夏美の呼び出し
光希はいつも楓が寮から出てくる時間に合わせ、楓達が通る道の側で待つ。光希は楓の護衛。できるだけ楓の近くにいるのが光希の義務だ。光希はポケットから手を出して時間を確認する。まだ2分くらい時間があった。
「おはよう、光希」
「おっはよー!」
光希は声の方向に視線を移す。涼と夕馬だ。
「おはよう」
ぶっきらぼうに挨拶をした。涼と一瞬目が合う。感情が出ないように意識したからか、光希の顔はいつも以上に無表情になった。
一昨日の放課後。それがその原因だった。自分でもどうしてこんなにモヤモヤとした気分になるのかわからない。ただ、涼を真っ直ぐ見たくないというのが正直な気持ちだった。
だが、涼は本気で楓が好きなのだと気づいてしまった。できれば気づかないままでいたかった。どうして……?それは光希にはわからない。それでも、気づきたくなかったのだ。いや、それは違う。光希は校外教室の時から気づいていた。自分で認めないようにしていただけで……。
きっと涼は楓がどうして突然光希と涼を避け始めたのか知っている。それを知りたくなくて、楓に聞かずにいた自分とは違って。

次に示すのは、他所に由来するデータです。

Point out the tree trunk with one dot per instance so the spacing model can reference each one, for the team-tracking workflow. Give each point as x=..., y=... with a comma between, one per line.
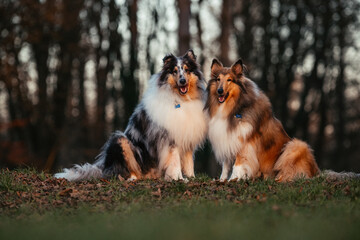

どうしてこんなに嫌なのだろうか、涼が楓に近づいて行くのが。自分の手で守り抜くと決めた少女が目の前で違う人に取られるのが嫌なのだ、と光希はそう考える。本当に……?そう異議を唱える微かな声に聞こえていないフリをする。
「あっ!おはよー!」
突然叫んだ夕馬に光希は我に帰った。楓達だ。朝からぴょんぴょん楽しそうに飛び跳ねる楓の姿に光希は少し安心する。光希は口を開く。
「おはよう」
「おはよー!」
「おはよう」
「おはよう、涼」
「……おはよ」
光希より数瞬涼の方が早かった。楓は僅かに頰を紅潮させ、涼から目を逸らす。おそらく昨日の事を思い出したのだろう。涼も楓からすぐに目を逸らしていた。
「おはよう、光希」
夏美がにっこりと微笑んだ。
「おはよう」
平坦な声音で光希は返した。夏美に合わせ、夕姫達も光希に笑顔を見せる。
「おっはー!」
「おはよう、光希」
「……おはよう」
楓は光希と目を合わせず、空中に笑顔を向けていた。光希も同じように空に笑って挨拶をする。そのせいか、とても空々しく響いてしまった。木葉が眉をピクリと動かしたのに光希は気づいたが、それだけだった。
「それじゃあ、教室に向かいましょうかー!」
楓は鞄を空に突き出し、歩き始めた。微かなワザとらしさに光希はやはり気づいたが、他の人には気づかれていないようだった。
「そうだねー!」
「おう!」
なぜか無駄に元気な笹本兄妹が楓の後に続き、光希達はその後を追う。楓の顔を見なくてもいいので、光希にはありがたかった。
「はぁ……」
光希は溜息をつく。いつもよりその頻度が高い気がする。それで憂鬱な気分が飛んでいくわけではないが、溜息をつくのはやめられなかった。涼とは結局何も話していないし、楓と面と向かって話してもいない。そんな微妙な時間だけが過ぎて1日は終わってしまった。
「光希、ちょっといいかな?」
つんつんと光希の背中を夏美は突っついた。光希は振り返る。
「……なんだ?」
夏美はニコッと人懐こい笑顔を見せた。いつもそうだ。夏美はいつでもそんな笑顔で人を安心させる。この笑顔はずっと変わっていない。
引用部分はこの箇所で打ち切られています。